In 2009, there were 106 death sentences, compared with 328 in 1994. While Texas averaged 34 capital convictions a year during the 1990s, juries sent only nine people to death row during all of this year, it said.

Under Florida law, Mr Bain is entitled to $1.75m (£1.1m) compensation for the years he spent in prison for a crime he never committed. On his release on Thursday, he said that among his priorities was to watch Titanic, a film which sustained him behind bars, and travel, notably to Nassau in the Bahamas, the hometown of his late father.

Adjusting to his belated freedom as an adult will not come easily, suggested Seth Miller, a lawyer with the Innocence Project Florida who helped handle his case. "He's going to have a lot of struggles," he suggested. "but with the help of his lawyers, family and his friends, he's going to make it just fine."

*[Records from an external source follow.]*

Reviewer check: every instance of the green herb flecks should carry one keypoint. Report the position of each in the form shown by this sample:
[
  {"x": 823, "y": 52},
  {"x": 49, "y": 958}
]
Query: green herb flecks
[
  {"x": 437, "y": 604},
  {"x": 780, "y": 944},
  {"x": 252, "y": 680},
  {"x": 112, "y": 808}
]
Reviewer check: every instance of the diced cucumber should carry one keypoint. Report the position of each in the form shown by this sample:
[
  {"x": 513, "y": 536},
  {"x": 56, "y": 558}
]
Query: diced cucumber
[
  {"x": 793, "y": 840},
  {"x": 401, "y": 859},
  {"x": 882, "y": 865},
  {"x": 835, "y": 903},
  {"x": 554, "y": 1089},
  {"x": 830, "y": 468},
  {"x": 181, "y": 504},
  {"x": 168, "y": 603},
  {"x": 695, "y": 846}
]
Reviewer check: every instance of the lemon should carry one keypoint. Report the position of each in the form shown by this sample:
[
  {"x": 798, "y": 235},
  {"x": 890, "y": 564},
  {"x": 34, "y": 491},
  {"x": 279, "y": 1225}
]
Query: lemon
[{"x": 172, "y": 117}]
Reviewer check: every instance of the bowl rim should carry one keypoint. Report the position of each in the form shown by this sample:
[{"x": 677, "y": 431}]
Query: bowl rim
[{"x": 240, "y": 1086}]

Exiting the court hearing, Mr Bain paused during a press conference to take a call from his mother and use a cell phone for the first time. "I cannot feel angry," he told reporters. "I put all that in God's hands. I have to think about my family and God, and friends I knew in prison who inspired me to move forward."

He also took a moment to encourage others who remain behind bars to persevere in their quest for access to testing using DNA. "I tell these gentlemen in prison that have this kind of case, it's going to do one of the two, free you or lock you," he said.

Freed by genetics: Other miscarriages of justice

*In 1985, David Vasquez was convicted of the sexual assault and murder of a woman in Virginia. Despite his limited mental capacity, his so-called "confession" was used as evidence, alongside a hair comparison. But four years later, a DNA test pointed the finger at another man, exonerating Vasquez – who became the first man in the world to have a sentence overturned thanks to the use of DNA evidence.

*Sean Hodgson served 27 years in jail for the 1979 rape and murder of Teresa De Simone in Southampton, largely on the basis of a spurious confession. But Hodgson, a compulsive liar, had made the whole thing up. Earlier this year DNA evidence proved it, and he was freed – becoming the longest-serving prisoner in Britain to have their sentence overturned. He got a discharge payment of £46.

*This week Donald Eugene Gates, a 58-year-old who had served 28 years in prison, was cleared of a 1981 rape and murder with the conviction at last quashed – thanks to a DNA test – by the same judge who had presided over his original trial. "I feel beautiful," he said, boarding a bus home to Ohio from his Arizona prison. "I'm going to go back to my family and start my life over."